Berlin einigt sich auf neuen Wehrdienst: Freiwilligkeit oder Zwang?
Einigung in Berlin über neues Wehrdienstgesetz: Freiwillige Rekrutierung, verpflichtende Musterung ab 2027 und Kompromissvorschläge.

Berlin einigt sich auf neuen Wehrdienst: Freiwilligkeit oder Zwang?
In Berlin wurde eine Einigung über ein neues Modell für den Wehrdienst erzielt. Verteidigungsminister Boris Pistorius (SPD) hat zusammen mit den Koalitionsfraktionen, unter anderem den Fraktionschefs Jens Spahn (CDU) und Matthias Miersch (SPD), einen Gesetzentwurf präsentiert, der auf Freiwilligkeit abzielt. Dies berichtet die Kleine Zeitung.

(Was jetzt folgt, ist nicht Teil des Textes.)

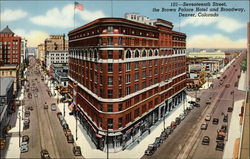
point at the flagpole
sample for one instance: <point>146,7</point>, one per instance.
<point>74,13</point>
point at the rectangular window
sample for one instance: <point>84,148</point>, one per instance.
<point>127,90</point>
<point>110,93</point>
<point>136,87</point>
<point>110,81</point>
<point>143,74</point>
<point>110,107</point>
<point>110,123</point>
<point>120,122</point>
<point>110,40</point>
<point>120,93</point>
<point>110,54</point>
<point>137,76</point>
<point>127,66</point>
<point>120,107</point>
<point>110,67</point>
<point>128,78</point>
<point>136,65</point>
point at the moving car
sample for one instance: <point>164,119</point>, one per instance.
<point>45,154</point>
<point>208,117</point>
<point>150,150</point>
<point>215,121</point>
<point>53,107</point>
<point>77,151</point>
<point>24,147</point>
<point>70,139</point>
<point>220,146</point>
<point>205,140</point>
<point>204,126</point>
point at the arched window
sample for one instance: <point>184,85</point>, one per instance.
<point>144,53</point>
<point>137,54</point>
<point>156,52</point>
<point>128,54</point>
<point>150,53</point>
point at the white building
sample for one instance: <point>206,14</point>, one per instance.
<point>23,50</point>
<point>52,57</point>
<point>141,19</point>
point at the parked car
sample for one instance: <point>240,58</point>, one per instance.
<point>215,121</point>
<point>45,154</point>
<point>150,150</point>
<point>27,113</point>
<point>182,116</point>
<point>177,120</point>
<point>53,107</point>
<point>77,151</point>
<point>204,126</point>
<point>229,109</point>
<point>45,106</point>
<point>25,138</point>
<point>205,140</point>
<point>70,139</point>
<point>173,125</point>
<point>24,147</point>
<point>208,117</point>
<point>225,119</point>
<point>220,146</point>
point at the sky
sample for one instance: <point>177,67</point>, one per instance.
<point>36,20</point>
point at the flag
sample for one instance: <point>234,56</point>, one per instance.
<point>78,6</point>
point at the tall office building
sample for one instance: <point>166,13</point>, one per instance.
<point>124,76</point>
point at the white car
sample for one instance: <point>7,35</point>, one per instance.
<point>24,147</point>
<point>208,117</point>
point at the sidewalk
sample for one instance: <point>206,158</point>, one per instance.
<point>235,127</point>
<point>134,151</point>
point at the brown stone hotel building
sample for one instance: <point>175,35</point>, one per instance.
<point>124,76</point>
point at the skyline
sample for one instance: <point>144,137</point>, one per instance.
<point>43,18</point>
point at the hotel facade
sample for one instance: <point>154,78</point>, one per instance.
<point>125,76</point>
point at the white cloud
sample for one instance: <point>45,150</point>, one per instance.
<point>214,41</point>
<point>64,18</point>
<point>12,15</point>
<point>223,23</point>
<point>34,37</point>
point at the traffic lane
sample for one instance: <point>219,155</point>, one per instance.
<point>60,139</point>
<point>174,144</point>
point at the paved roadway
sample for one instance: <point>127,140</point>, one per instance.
<point>185,141</point>
<point>45,131</point>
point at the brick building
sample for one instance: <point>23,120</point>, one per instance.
<point>124,76</point>
<point>10,47</point>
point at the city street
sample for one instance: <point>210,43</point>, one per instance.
<point>45,131</point>
<point>185,142</point>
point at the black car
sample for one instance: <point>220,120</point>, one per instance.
<point>220,146</point>
<point>77,151</point>
<point>45,154</point>
<point>220,137</point>
<point>70,139</point>
<point>205,140</point>
<point>229,109</point>
<point>215,121</point>
<point>225,119</point>
<point>150,150</point>
<point>25,138</point>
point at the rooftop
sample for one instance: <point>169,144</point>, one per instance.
<point>7,30</point>
<point>5,83</point>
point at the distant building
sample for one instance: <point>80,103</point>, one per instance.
<point>60,73</point>
<point>56,57</point>
<point>6,102</point>
<point>10,47</point>
<point>24,51</point>
<point>55,49</point>
<point>124,77</point>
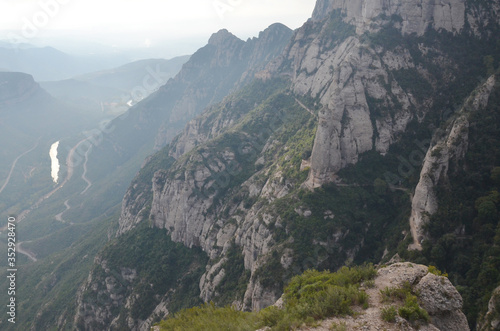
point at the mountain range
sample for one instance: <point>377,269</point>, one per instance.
<point>368,135</point>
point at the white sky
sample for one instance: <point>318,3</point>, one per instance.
<point>142,22</point>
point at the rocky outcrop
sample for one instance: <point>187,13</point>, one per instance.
<point>491,320</point>
<point>449,147</point>
<point>434,293</point>
<point>225,64</point>
<point>362,105</point>
<point>415,18</point>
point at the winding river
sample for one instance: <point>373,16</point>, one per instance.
<point>55,162</point>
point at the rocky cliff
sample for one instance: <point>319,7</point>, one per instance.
<point>435,294</point>
<point>272,180</point>
<point>449,146</point>
<point>415,17</point>
<point>491,320</point>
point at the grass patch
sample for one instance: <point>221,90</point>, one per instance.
<point>389,314</point>
<point>410,310</point>
<point>308,298</point>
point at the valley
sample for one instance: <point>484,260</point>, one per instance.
<point>310,178</point>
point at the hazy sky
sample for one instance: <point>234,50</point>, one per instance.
<point>141,23</point>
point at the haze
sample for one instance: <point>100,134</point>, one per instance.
<point>147,24</point>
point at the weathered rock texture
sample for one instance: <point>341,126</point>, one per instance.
<point>415,17</point>
<point>449,146</point>
<point>361,96</point>
<point>491,320</point>
<point>435,294</point>
<point>16,87</point>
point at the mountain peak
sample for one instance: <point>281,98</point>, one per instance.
<point>416,16</point>
<point>221,36</point>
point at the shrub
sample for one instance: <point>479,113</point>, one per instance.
<point>208,317</point>
<point>389,314</point>
<point>309,297</point>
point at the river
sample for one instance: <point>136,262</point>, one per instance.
<point>55,162</point>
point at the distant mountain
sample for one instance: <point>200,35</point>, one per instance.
<point>218,68</point>
<point>115,90</point>
<point>152,72</point>
<point>48,64</point>
<point>374,133</point>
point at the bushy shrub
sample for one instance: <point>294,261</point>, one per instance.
<point>389,314</point>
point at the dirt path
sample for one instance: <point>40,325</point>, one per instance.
<point>29,254</point>
<point>304,106</point>
<point>14,165</point>
<point>70,164</point>
<point>84,175</point>
<point>59,216</point>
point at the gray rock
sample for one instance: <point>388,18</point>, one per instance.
<point>437,295</point>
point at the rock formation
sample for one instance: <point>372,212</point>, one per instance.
<point>449,146</point>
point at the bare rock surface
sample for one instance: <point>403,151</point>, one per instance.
<point>445,315</point>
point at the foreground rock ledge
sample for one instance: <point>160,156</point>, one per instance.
<point>436,295</point>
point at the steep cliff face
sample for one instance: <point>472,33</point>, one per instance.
<point>253,181</point>
<point>491,320</point>
<point>416,17</point>
<point>367,84</point>
<point>215,70</point>
<point>449,146</point>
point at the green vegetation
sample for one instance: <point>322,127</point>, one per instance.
<point>433,270</point>
<point>389,314</point>
<point>159,265</point>
<point>465,231</point>
<point>308,297</point>
<point>409,310</point>
<point>390,294</point>
<point>232,287</point>
<point>412,312</point>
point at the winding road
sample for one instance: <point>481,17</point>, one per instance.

Der Entwurf sieht vor, dass die Bundeswehr ab Mitte 2027 alle Jahrgänge von 18-Jährigen mustern wird, jedoch ist kein Zwang zum Dienst vorgesehen. Ein Automatismus zur Wehrpflicht, wie von der Union gefordert, wird jedoch kritisch betrachtet. Laut dem Kompromissvorschlag sollen Männer im Falle unzureichender Freiwilligenzahl per Losverfahren zum Wehrdienst verpflichtet werden. Diese Idee wurde jedoch von Minister Pistorius abgelehnt, was die offizielle Verkündung der Vereinbarung verzögert.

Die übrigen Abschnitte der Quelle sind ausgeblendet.